As has been my practice for nearly two decades, I penned a post full of prognostications at the end of last year.  As 2021 subsequently rolled by, I stashed away news items that might prove (or disprove) those predictions – knowing that this week, I’d take a look at how I did. How’d things turn out? Let’s roll the tape…

My first prediction: Disinformation becomes the most important story of the year. At the time I wrote those words, Trump’s Big Lie was only two months old, and January 6th was just another day on the calendar.  A year later, that Big Lie has spawned countless others, culminating in one of the most damaging shifts in our nation’s politics since the Civil War.

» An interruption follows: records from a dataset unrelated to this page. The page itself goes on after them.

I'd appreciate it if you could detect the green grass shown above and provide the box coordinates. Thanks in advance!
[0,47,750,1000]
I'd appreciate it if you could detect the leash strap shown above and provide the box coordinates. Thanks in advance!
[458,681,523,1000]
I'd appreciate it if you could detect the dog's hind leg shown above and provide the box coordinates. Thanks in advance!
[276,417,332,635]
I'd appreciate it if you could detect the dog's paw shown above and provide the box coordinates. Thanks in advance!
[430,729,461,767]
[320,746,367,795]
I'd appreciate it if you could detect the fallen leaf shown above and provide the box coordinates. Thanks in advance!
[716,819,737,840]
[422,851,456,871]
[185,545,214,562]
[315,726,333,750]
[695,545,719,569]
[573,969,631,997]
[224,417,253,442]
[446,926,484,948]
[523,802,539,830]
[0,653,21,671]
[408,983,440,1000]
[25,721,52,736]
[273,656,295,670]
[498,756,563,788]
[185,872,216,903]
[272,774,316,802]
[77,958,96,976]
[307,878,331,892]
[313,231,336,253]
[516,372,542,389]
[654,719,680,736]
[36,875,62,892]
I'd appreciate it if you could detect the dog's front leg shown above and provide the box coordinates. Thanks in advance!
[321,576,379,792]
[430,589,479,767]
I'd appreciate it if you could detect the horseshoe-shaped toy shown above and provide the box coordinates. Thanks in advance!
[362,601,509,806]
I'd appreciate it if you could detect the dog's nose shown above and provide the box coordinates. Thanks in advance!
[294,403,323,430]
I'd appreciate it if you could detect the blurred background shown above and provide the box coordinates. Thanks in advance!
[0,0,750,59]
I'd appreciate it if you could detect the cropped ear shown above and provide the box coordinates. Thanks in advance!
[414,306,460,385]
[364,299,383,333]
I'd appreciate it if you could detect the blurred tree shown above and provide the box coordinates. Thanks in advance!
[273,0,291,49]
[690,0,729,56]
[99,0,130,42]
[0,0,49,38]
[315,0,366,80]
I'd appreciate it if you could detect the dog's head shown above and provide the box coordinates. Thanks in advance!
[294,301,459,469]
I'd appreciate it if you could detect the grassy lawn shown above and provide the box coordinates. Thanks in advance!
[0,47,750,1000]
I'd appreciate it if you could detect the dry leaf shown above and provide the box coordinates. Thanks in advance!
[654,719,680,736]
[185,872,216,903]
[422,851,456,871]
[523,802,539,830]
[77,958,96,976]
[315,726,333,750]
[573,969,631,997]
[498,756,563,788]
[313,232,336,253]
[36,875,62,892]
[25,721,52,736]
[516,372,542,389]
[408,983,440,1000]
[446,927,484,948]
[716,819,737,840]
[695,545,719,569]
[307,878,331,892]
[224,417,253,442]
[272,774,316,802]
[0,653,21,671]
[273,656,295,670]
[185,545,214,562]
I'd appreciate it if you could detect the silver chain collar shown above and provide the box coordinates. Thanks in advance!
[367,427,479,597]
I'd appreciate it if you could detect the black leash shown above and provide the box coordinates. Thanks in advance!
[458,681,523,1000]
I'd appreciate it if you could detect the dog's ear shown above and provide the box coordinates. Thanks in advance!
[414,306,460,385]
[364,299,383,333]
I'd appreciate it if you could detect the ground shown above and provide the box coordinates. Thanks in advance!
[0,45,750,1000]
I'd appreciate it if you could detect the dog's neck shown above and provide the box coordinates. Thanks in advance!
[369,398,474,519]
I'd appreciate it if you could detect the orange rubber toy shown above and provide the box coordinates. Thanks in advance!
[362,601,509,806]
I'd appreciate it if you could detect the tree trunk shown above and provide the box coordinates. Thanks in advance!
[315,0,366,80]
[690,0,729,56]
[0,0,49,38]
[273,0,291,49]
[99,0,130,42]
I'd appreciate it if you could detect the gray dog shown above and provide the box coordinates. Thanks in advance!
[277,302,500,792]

The Republican party is now fully captured by bullshit, and countless numbers of local, state, and national politicians are busy undermining democracy thanks to the Big Lie’s power.  A significant percentage of the US population has become unmoored from truth – and an equally significant group of us have simply thrown our hands up about it. Trust is at an all time low. This Barton Gellman piece in The Atlantic served as a wake up call late in the year – and its conclusions are terrifying: “We face a serious risk that American democracy as we know it will come to an end in 2024,” Gellman quotes an observer stating. “But urgent action is not happening.” I’m not happy about getting this one right, but as far as I’m concerned, this is still the most important story of the year – and the most terrifying.